Many parishes are struggling with divisions between spanish-speaking and english-speaking members. The divide usually results in a kind of voluntary segregation in which an Hispanophone will not go to the Anglophone Mass unless it's the only way to fulfill his Sunday obligation, and vice versa.

As a practical matter, the use of Latin could solve the problem at one stroke. Conduct the proper and the Ordinary of the Mass in Latin; keep the homilies brief and, if possible, bilingual; and give the announcements (if there REALLY need to be read at Mass) in spanish and english. Hey presto! No more language troubles. Or, more accurately, everyone is equally uncomfortable and has to look in the missal to see the translation of the Latin.

Anyway. That's my proposal and I'm sticking to it.

WHEN IGNORAMI ATTACK

Or, No Good Deed Goes Unpunished.

Some people just never learn, do they?

It seems a teacher in a rural Colorado school showed a video of Gounod's opera Faust to some young schoolchildren in her class. In fact, it was a half-hour video of an old children's series featuring Joan Sutherland and some talking puppets in a few excerpts from the opera. Normally, this wouldn't be a problem. But here's the catch: you remember who the real star of this show is, right?

Yep. It's the very Devil himself!

This turns out to be a BIG problem for some of the good folks of Bennett.
Casey Goodwin, whose 9- year-old daughter also saw it, called it a "satanic video" during a phone call. Asked about that in a later conversation, she said, "I think it glorifies Satan in some way, yes."

Okay, maybe she's never heard of Charles Gounod. That's understandable for the average philistine.
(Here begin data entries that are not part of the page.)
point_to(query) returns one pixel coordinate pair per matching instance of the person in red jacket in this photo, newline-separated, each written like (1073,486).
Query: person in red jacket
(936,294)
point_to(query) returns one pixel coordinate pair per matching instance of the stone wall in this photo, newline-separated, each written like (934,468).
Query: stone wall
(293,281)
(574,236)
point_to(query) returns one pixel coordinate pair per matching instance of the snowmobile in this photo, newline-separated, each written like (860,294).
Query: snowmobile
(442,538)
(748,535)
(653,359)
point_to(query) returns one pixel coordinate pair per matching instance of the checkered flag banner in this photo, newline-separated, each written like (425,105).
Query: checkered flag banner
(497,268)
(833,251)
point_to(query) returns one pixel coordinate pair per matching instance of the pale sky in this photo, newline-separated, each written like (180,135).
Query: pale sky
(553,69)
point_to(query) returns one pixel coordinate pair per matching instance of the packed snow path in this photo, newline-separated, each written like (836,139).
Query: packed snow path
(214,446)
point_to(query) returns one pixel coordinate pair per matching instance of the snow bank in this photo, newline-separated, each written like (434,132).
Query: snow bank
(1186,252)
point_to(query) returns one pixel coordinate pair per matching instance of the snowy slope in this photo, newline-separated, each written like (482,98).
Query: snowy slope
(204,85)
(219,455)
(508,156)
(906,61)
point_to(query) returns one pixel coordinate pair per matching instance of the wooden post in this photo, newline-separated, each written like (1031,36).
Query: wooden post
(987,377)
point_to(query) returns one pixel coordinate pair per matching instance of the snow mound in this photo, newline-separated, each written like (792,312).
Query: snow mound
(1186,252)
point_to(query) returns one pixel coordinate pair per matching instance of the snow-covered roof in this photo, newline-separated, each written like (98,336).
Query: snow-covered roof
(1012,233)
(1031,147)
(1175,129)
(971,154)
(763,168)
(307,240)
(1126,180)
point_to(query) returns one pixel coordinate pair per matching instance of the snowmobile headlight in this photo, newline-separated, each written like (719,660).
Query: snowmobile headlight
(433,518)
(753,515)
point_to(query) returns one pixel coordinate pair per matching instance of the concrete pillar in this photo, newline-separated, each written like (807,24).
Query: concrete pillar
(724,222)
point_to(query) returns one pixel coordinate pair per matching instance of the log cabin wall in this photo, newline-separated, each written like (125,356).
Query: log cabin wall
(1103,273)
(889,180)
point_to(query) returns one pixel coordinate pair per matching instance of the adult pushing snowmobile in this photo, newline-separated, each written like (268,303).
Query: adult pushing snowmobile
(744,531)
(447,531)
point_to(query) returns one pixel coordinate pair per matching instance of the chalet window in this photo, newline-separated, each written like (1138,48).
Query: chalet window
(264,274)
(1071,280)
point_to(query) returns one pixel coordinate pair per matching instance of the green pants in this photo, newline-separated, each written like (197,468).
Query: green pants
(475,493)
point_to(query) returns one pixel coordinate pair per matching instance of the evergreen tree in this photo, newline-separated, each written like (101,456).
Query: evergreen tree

And she's probably never heard of Johann Wolfgang von Goethe either, even though he seems to be fairly popular in Denver, just a half hour away. But it's quite a stretch to think that Faust "glorifies Satan."

I have to concede that Mephistopheles is the most engaging character in the show. He's witty, and he cuts off that bore Wagner and his stupid story about the rat. Then he serenades the, ahem, unwed mother Marguerite with a very nasty little song. But he loses in the end. In Germany, this show is known as Marguerite because the focus is so much on her that Germans feel it loses most of the theme of the original. Of course, Goethe never had to satisfy a demanding audience's need for a prima donna character.

First of all, the themes of Faust are high and lofty. Second (and I realize they didn't watch the whole show, or even the whole half-hour digest), but in the end, Marguerite asks forgiveness of her sins from Jesus, then dies and is taken into heaven by the angels. How does that "glorify Satan"?

I am reminded of the words of the great Mel Brooks:
"You've got to remember that these are just simple farmers. These are people of the land. The common clay of the new West. You know . . . morons.
-- Gene Wilder in
Blazing Saddles


Sadly, the music teacher in question, who was trying to do a good thing by opening up the ears of the philistines, now says she will "have a hard time staying in Bennett." I bet that's an understatement. What was it Jesus said about pearls and swine?

A SIDE NOTE ABOUT GOUNOD

Contrast this entry from the Catholic Encyclopedia of 1914:
One of the most distinguished French musicians and composers of the nineteenth century, b. in Paris, on 17 June, 1818; d. there, 17 October, 1893.

With this common musicologist's joke:
Q: How can you tell Faust wasn't actually written by Gounod?
A: Because it's too good.

Ba-dum-BUM!

The Catholic Encyclopedia entry also contains this interesting nugget about Gounod's sacred oeuvre:
Gounod was a child of his time and of the France of the nineteenth century. His temperament, emotional to the point of sentimentality, his artistic education and environment bound him to the theatre and prevented him from penetrating into the spirit of the liturgy and from giving it adequate musical interpretation.

This may give us some insight into Leo XIII's words urging against "false sentimentality" in sacred music. Many modern composers might take the same advice today!